There are many other fans who feel the way my friend does judging by the e-mails and comments on the blogs at ottawasun.com.

With the time for renewing season tickets coming upon the Senators, changing my friend's and those other fans' perception of this city's NHL team winds up being Job 1 for Senators GM Bryan Murray. People might put up with losing to a certain extent if they come away from the rink feeling they got an honest effort for their increasingly hard-earned money.

Losing is bad enough. Losing in front of a growing number of empty seats is death for a GM.

The slide started under coach John Paddock, couldn't be reversed by Murray after he replaced Paddock last year and has continued under Craig Hartsburg.

It has resulted in a low-scoring, losing team that more often than not this season has played tepid hockey.

Not a good combination.

Cory Clouston, promoted from the Binghamton Senators of the AHL, will now get a 34-game audition to try and be another Bruce Boudreau if not in approach (Clouson can be a nasty cuss, apparently; Boudreau is a "players' coach") then in results.

The focus going into last night's game against the Kings was how the Senators would respond to the coaching change and how it will play out over the final 34 games.

But make no mistake about it. Murray is auditioning now to keep his job, as well. Monday's move and those he will make heading into the trade deadline a month from now and those that will follow at the draft will determine how this team will start next season. A start like they had this year and Murray will follow Paddock and Hartsburg to that place where people are paid by owner Eugene Melnyk not to do their jobs.

Is Clouston the answer behind the bench?

He deserves a chance to show what he can do. But it's a bold gamble by Murray, whose job is hanging by a thread and there are proven Stanley Cup winners like Bob Hartley and John Tortorella out there, guys who can be sold to a suffering fan base here and are known for being extremely demanding and capable of making underperforming players fearful of coming to the rink.

"I'm not here to be their friend," Clouston said of his relationship with the players, which is likely welcome news to those fans, like my friend, who want to see some accountability in the Senators organization.

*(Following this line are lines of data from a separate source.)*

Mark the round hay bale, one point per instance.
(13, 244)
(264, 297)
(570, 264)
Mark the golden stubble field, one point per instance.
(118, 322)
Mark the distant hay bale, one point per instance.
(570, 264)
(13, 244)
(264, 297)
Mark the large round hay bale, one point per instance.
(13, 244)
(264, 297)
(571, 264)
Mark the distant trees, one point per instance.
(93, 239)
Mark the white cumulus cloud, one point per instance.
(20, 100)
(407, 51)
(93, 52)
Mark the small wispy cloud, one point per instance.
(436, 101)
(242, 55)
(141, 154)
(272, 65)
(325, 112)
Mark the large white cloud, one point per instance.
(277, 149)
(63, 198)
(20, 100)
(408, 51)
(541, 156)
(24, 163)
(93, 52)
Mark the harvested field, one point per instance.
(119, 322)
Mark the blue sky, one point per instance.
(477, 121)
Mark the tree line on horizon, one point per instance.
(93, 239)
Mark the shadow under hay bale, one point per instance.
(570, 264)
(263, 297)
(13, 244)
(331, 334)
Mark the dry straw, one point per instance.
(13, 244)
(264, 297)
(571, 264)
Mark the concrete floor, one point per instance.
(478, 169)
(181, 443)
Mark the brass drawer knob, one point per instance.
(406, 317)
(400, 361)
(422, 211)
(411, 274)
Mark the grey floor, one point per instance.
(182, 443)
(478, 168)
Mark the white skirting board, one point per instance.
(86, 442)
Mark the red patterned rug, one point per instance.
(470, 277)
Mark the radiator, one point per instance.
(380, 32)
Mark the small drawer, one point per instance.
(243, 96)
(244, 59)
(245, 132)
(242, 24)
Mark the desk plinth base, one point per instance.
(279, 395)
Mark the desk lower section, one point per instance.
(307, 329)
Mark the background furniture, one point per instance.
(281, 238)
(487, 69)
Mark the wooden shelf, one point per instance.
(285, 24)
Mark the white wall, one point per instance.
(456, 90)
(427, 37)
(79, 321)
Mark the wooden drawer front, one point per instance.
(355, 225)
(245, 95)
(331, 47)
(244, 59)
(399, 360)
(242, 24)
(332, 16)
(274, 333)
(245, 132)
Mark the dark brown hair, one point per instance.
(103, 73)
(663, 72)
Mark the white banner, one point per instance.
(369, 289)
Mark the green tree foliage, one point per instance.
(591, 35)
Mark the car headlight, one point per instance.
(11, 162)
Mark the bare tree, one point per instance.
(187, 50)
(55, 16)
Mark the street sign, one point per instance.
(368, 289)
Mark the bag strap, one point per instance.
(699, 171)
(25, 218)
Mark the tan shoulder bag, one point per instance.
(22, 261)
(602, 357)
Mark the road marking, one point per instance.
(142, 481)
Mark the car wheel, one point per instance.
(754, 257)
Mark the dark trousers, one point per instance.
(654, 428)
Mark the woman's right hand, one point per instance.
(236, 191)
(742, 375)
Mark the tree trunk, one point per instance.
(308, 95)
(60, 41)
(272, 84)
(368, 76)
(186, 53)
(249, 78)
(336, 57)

Three men (Murray, twice; Paddock and Hartsburg) have had excellent to dreadful results with this group. Murray has failed in picking the right man to coach this team. Now he is also faced with retooling.

It has to start in net.

Forget about that puck-moving defenceman. How about a puck-stopping goaltender, one that can do it consistently for 65 games? That has been the Achilles heel of this franchise, oh, forever. Rookie Brian Elliott shows potential, but, as expected, is clearly some way from being that player.

INTERESTING CHOICES

That has to be Murray's priority either at the trade deadline (unlikely), at the draft (maybe) or through free agency (best bet).

There are going to be some interesting stoppers coming onto the market this summer. Tim Thomas and Manny Fernandez of the Bruins both could be unrestricted free agents come July 1, but the B's would be crazy to let that happen and should sign Thomas. Others include Atlanta's Kari Lehtonen, Chicago's Nikolai Khabibulin and Minnesota's Niklas Backstrom. One notch below are Florida's Craig Anderson and Washington's Brent Johnson.

Meanwhile, the trade deadline is a month from today.

Murray will be working hard to maximize his returns and arm himself with a warchest going into the draft in Montreal in June.

Then again, if there is little change in the way this team goes about its work over the final 30-odd games under Murray and his latest choice to go behind the bench, what's to say Melnyk won't completely clean house?